07 March 2023
Public record
How to celebrate seminal online cultural works
The preservation, celebration, and archival of important online works is a growing issue for creators and communities. In every corner of the internet, there are impactful releases that contributed to shaping culture in significant and subtle ways: art, memes, ideas, and more. However, for every platform that ends, or link that breaks, the long term hosting and upkeep of these works become more precarious.
Given the abundance of influential information, ideas, and media distributed for free, it can be difficult to archive and celebrate the impact of canonical pieces of internet history. However, there are several creative projects that have successfully archived works as pieces of internet history. Here are some examples:
The Quadratic Funding Collection by Gitcoin
In 2018, alongside Zoe Hitzig and Glen Weyl, Ethereum creator Vitalik Buterin published “Liberal Radicalism”, a whitepaper that proposed a radical idea and mathematical foundation for directing resources towards projects in a way that benefits the greatest number of people rather than those with the greatest influence, called quadratic funding. Gitcoin and other organizations have applied quadratic funding to direct over $70 million to public goods and open source projects to date.
Together with Metalabel and the original authors, Gitcoin released The Quadratic Funding Collection, which reissued the text as an onchain record permanently archiving and preserving it onchain, allowed people to collect and support the influential document, and drive funding to Gitcoin’s grant program, which implements quadratic funding.
Biarritzzz, 314rritzzz, 2016—Present.
ArtBase is an initiative of Rhizome, an arts organization focused on digital culture, that began in 1999 as an archive of born-digital art. The archive, which has grown to include thousands of works, is “part of a larger effort to develop better tools for accessing and understanding legacy digital culture.” The archive of digital art and media is made to be free and accessible to the public.
In 2021, the archive relaunched with a new infrastructure and metadata for digital preservation. The new system is built on Wikibase, an open-source platform which is part of the Wikimedia ecosystem.
Earlier this year, Rhizome added 22 artist-made Tumblrs to its ArtBase, with the goal of making seminal digital works to be permanent and resilient against platform risk.
“Our hope is that these archived works will be complemented by additional writing, interviews, and other kinds of contextualization in the future,” Rhizome said.
Cyberfeminism Index by Mindy Seu
Commissioned by Rhizome, artist Mindy Seu’s Cyberfeminism Index is a catalogued collection of projects that are techno-critical from a feminist lens. Spanning three decades from the 1990s to today, the project indexes everything from texts, art, and organizations, to people that are related to cyberfeminist practice.
“Cyberfeminism cannot be reduced to women and technology,” says Mindy Seu. “Nor is it about the diffusion of feminism through technology. Combining cyber and feminism was meant as an oxymoron or provocation, a critique of the cyberbabes and fembots that stocked the sci-fi landscapes of the 1980s. The term is self-reflexive: technology is not only the subject of cyberfeminism, but its means of transmission. It’s all about feedback.”

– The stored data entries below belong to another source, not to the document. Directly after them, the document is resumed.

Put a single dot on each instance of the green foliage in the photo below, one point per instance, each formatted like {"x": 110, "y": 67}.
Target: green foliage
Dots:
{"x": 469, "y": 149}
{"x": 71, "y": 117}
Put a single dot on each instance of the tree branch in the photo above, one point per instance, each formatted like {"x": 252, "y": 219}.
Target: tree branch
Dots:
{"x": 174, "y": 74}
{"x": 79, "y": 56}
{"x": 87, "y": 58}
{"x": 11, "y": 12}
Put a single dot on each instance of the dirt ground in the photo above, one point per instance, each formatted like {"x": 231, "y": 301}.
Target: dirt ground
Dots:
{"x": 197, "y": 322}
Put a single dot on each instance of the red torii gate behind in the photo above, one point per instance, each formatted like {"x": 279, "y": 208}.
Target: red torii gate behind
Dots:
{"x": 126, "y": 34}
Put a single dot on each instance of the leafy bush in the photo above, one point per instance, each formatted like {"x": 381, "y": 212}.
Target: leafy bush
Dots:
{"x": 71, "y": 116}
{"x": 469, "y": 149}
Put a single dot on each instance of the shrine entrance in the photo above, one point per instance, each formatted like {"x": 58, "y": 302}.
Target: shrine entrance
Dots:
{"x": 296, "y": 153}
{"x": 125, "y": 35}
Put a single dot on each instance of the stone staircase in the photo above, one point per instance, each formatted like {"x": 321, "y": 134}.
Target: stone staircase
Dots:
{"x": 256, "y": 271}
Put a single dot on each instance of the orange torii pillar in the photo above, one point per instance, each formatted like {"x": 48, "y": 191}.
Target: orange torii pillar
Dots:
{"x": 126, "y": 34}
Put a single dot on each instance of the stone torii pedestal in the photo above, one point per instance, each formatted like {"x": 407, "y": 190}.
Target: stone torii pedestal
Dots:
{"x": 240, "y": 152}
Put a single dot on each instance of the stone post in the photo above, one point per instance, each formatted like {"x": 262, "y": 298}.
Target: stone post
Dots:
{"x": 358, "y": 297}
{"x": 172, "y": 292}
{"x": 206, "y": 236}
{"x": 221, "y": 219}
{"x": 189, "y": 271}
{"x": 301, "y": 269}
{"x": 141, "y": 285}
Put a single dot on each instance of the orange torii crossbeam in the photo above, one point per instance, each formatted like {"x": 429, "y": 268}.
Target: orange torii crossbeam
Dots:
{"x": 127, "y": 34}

The collection of material, compiled into a 600-page book and archived online, is described as “incomplete” and “always in progress,” with an open invitation to submit additional entries on its website.
There are other active practices to preserve seminal online works. Most notable is the amazing nonprofit initiative of the Internet Archive.
Other efforts are centered around an onchain permaweb. This includes projects like Arweave and IPFS (Interplanetary File System), two blockchain-enabled decentralized storage systems that aim to be permanent and resilient.
There are other examples such as Jack Dorsey minting the first Tweet as an NFT. Computer scientist Tim Berners Lee, credited as the creator of the World Wide Web, also released an NFT that represented the original source code for the web.
All of these projects address the need for preserving and celebrating important digital works. How can we honor the historical value of digital art, websites, or internet-native ideas? As more information and media arrives digitally native first, without analog counterparts, this area of exploration, and questions on how to value influential digital content, should continue to grow in importance.